В комнате было светло и чисто. На стене весело тикали часы, видевшие еще зарю коммунизма, и притягивали взгляд старые семейные фотографии. Отказавшись от чая, я нетерпеливо изложила хозяйке суть дела, по которому пришла.
– Даже не знаю, чем я могу помочь, – подумав, ответила та, – это было так давно, к тому же, все документы сгорели при пожаре.
– Но вы работали там в это время и могли запомнить кого-то из детей. Возможно тех, что были постарше.
– Не знаю, как это поможет вам, – возразила хозяйка, – вы же сами сказали, что по просьбе вашей новой семьи была изменена актовая запись о рождении. В документах не сказано ничего о вашей жизни до приюта. Если что-то и хранилось в архивах, то сгорело еще пять лет назад. Мне жаль, но, видимо я ничем не смогу вам помочь.
– Но это было двадцать лет назад, когда меня удочерили, мне было четыре года. Вы должны помнить хоть что-нибудь – продолжала настаивать я, – мою новую мать звали Мария Александровна Терехова.
– Много воды утекло с тех пор, – было видно, как напряглась хозяйка.
– Пожалуйста! Скажите все, что вы знаете об этом!
Женщина заметно колебалась, ее лицо побледнело даже под слоем загара.
– Я ничем не могу вам помочь, – наконец отрезала она, – и больше не могу тратить на это время.

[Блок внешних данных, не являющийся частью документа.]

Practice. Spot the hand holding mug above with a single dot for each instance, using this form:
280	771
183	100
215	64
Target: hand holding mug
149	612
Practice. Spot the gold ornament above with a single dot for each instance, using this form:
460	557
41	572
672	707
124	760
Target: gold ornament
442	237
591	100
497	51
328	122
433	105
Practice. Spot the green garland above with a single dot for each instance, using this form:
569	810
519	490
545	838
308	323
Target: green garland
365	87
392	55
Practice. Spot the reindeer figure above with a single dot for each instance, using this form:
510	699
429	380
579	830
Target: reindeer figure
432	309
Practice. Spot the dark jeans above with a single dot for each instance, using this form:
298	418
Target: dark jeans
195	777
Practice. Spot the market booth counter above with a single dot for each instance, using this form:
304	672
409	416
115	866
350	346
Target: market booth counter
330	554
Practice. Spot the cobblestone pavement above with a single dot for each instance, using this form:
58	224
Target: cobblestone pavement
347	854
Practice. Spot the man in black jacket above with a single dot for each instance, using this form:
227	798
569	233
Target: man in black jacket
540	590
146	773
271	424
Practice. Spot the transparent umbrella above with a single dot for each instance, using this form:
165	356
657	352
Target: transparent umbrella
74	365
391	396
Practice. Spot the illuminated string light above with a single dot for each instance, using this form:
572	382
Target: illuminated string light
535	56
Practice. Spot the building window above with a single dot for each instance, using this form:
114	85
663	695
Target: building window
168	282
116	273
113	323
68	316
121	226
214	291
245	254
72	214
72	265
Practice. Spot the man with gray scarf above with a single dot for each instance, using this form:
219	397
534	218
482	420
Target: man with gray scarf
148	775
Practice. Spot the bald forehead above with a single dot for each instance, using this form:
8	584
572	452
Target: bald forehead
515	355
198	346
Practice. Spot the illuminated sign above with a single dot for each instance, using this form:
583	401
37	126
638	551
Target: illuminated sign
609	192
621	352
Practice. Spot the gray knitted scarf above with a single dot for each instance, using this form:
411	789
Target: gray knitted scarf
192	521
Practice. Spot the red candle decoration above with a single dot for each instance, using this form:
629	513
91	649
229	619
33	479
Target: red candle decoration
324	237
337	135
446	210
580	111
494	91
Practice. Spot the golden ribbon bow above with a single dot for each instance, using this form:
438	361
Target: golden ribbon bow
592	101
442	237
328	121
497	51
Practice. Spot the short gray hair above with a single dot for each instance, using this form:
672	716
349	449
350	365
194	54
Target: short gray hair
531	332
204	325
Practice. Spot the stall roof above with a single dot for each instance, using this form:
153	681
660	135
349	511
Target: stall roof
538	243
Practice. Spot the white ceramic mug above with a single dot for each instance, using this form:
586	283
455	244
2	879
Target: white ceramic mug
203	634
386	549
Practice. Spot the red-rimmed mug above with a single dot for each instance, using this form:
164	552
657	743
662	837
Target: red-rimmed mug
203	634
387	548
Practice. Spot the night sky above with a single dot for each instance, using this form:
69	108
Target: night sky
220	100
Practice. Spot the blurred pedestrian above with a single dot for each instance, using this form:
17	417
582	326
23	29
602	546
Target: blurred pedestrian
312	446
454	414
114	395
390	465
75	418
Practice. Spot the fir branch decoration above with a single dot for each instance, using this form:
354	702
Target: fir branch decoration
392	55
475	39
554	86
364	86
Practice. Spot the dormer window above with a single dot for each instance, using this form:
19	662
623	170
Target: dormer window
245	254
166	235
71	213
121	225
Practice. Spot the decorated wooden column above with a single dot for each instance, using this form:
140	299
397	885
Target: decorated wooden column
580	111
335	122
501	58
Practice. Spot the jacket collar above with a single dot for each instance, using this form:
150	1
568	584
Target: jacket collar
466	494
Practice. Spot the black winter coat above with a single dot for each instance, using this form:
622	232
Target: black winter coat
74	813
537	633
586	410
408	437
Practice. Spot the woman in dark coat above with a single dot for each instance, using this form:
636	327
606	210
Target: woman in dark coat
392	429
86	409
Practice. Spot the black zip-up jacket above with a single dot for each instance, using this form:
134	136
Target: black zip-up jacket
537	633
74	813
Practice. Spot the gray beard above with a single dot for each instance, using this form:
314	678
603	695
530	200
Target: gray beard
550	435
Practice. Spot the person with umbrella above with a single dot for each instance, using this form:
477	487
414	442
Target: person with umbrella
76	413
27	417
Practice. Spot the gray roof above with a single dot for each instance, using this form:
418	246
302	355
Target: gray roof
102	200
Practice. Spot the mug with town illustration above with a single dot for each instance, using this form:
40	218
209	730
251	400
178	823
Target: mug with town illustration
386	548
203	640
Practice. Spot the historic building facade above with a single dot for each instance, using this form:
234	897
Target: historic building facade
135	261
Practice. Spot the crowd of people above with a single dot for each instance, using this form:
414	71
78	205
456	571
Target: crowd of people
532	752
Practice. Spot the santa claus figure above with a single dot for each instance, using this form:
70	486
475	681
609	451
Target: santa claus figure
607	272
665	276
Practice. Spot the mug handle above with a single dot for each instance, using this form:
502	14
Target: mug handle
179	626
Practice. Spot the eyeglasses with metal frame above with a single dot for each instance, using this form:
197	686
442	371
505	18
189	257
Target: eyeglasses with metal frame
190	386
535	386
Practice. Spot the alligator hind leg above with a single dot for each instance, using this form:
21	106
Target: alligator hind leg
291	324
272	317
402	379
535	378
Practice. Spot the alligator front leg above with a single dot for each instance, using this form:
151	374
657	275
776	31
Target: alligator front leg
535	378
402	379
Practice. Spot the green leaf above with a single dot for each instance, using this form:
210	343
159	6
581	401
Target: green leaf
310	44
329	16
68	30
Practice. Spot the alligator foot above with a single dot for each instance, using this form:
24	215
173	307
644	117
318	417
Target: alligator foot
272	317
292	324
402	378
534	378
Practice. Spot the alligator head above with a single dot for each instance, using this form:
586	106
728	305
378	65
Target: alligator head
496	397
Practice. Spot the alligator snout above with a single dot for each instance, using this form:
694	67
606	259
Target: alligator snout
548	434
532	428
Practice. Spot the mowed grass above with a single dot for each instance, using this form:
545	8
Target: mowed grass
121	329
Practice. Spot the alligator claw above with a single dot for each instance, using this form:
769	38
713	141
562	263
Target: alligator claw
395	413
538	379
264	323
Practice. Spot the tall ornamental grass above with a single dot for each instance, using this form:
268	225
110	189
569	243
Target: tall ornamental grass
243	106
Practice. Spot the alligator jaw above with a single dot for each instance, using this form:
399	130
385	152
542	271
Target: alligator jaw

Вам лучше уйти.
Она встала, и мне пришлось встать следом за ней. Возможно, я сказала что-то, что напугало эту женщину, значит, мне не следует настаивать и раздражать ее еще больше. Я вышла, тихо претворив калитку, спокойно зашла за угол дома, и стоя у открытого окна, вся превратилась в слух. Почему-то мне казалось, что эта история еще не закончена, а хозяйка неспроста так спешила удалить мена из дома.
Я поняла, что она кому-то звонит, и, побоявшись, что не услышу самого важного, почти прильнула к раме, надеясь, что занавески скроют мое присутствие.
– Да, это я, – уловила я начала разговора, – вы были правы, она пришла и хотела все знать. Я ее выгнала. Что? Зря? Но вы же сами сказали… да, я понимаю… Значит, я могу назвать ей имя? Хорошо, поняла. Я сделаю, как вы хотите.
Щелчок возвестил о том, что хозяйка закончила разговор, а мне неплохо было бы покинуть облюбованное место и, раз уж она получила разрешение, то я могу помаячить перед домом, чтобы не вынуждать женщину долго меня искать.
– Хорошо, что вы еще не ушли, – сзади раздался ее голос, – я кое-что вспомнила. Думаю, вам будет это интересно.
Я постаралась выглядеть удивленной и обрадованной.
– Я помню женщину, которая вас усыновила, она приходила к нам задолго до того, как вас к нам перевели. Она ожидала именно тебя, – изменившимся вдруг голосом сказала женщина.
– Меня? Но откуда меня перевели? – тут я действительно удивилась.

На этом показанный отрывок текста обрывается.